Refiriéndose a la práctica del periodismo, en un discurso frente a la 52ª Asamblea General de la Sociedad Interamericana de Prensa, Gabriel García Márquez expresaba: “Los autodidactas suelen ser ávidos y rápidos, y los de aquellos tiempos lo fuimos de sobra para seguir abriéndole paso en la vida al mejor oficio del mundo...” Nada más que la conclusión de uno de los grandes genios de América, sobre el oficio que –en el momento crucial de su vida- lo obligó a dejar el derecho para dedicarse, como reportero raso, a buscar noticias. Oportuno, por decir lo menos, resulta pensar en Gabo y su experiencia, sobre todo en este ocaso periodístico en que vivimos.

A lo largo de su discurso el Nobel de Literatura se queja. Le preocupa el estado del oficio que catapultó y consagró su vocación narrativa. Crítica la “reacción escolástica” que ha conllevado a la creación de escuelas en las que se llama al periodismo “ciencias de la comunicación o comunicación social.” Recuerda sus orígenes y los de los mejores periodistas del siglo XX: el resultado de un proceso, ante todo, empírico. Pero sobre todo, resalta la vocación ética y el compromiso social que debe primar en el periodista. Principios y nociones de responsabilidad que difícilmente se podrían aprender, en su totalidad práctica, al interior de las aulas de clase.

Pienso en García Márquez, precisamente ahora, cuando el periodismo enfrenta amenazas inconcebibles en una América moderna y democrática.  Desoladores fueron los días en que jueces –traidores del derecho- condenaron, en dos casos controversiales, a medios de comunicación y periodistas (accediendo, así, a las funestas pretensiones del poder enceguecido por la búsqueda del honor y la gloria). Entonces pienso en Hemingway, los días en que fue corresponsal de guerra, los textos que nacieron de sus coberturas en Europa, testificando el horror, la devastación, la decadencia… Pienso en Truman Capote, el surgimiento de su estética pura y metódica, concebida y lograda en largos años de redacción periodística hasta fundar con su novela A sangre fría el nuevo periodismo, considerado ahora un género literario.

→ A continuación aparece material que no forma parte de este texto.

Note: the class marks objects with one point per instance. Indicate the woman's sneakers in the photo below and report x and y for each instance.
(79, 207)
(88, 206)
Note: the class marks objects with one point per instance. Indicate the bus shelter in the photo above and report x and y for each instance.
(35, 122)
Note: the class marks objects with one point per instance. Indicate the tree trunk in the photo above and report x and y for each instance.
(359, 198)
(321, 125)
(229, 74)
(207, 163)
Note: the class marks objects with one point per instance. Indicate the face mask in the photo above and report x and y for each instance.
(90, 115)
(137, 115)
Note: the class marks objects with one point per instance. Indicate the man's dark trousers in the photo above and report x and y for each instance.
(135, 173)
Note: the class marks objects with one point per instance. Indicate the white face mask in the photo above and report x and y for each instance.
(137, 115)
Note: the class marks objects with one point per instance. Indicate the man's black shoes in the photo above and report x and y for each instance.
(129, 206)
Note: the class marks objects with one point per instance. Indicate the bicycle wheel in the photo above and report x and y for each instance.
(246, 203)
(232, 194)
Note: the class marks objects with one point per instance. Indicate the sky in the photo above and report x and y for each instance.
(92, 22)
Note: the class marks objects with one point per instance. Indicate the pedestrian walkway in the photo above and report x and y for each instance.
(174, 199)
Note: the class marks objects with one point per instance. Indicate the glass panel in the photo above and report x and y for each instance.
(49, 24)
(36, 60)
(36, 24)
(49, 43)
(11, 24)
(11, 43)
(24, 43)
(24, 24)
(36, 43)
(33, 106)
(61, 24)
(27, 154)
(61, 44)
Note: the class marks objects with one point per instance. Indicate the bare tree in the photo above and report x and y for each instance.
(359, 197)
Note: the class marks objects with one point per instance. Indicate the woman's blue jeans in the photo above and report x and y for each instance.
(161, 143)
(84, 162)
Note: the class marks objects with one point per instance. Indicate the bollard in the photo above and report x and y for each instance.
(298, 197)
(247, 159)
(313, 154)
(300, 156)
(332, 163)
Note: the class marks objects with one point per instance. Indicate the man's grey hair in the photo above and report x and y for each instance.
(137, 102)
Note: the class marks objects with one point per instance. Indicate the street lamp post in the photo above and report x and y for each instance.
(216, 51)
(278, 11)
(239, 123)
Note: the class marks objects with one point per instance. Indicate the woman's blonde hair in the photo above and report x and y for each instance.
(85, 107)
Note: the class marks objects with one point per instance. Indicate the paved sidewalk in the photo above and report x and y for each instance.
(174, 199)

Y, sobre todo, pienso en Juan Montalvo. Pienso mucho en Montalvo. Pionero en abordar los hechos importantes del país con vocación científica. Pionero en combatir al poder, mediocre y abusivo, desde la búsqueda de la veracidad. Certero, además, en concebir la libertad de escribir e informar. Y es triste vivir en ese mismo país en que nació Montalvo hace 180 años y comprobar que la mentalidad –y vocación ¿no?- de los políticos obsesionados por el poder y enceguecidos por las canonjías, sigue siendo la misma: consagran artimañas para aprobar leyes contra la libertad de prensa, información y expresión. Decretan que solo aquellos que obtienen el título de comunicadores podrán ejercer el periodismo: ¡Que falta les hace a los gestores de la falsa revolución leer al gran García Márquez! Piensan que, controlando los medios, más tiempo podrán enmarañarse al poder ridículo del que gozan, más tiempo podrán seguir viviendo y comiendo del poder absurdo que los enceguece. Piensan, los ahora poderosos, que el poder les durará toda la vida y con él podrán acallar las voces de los críticos. Pero desconocen lo fundamental: el periodismo no es simplemente una profesión. Es mucho más: un oficio, una vocación, una obsesión irrenunciable.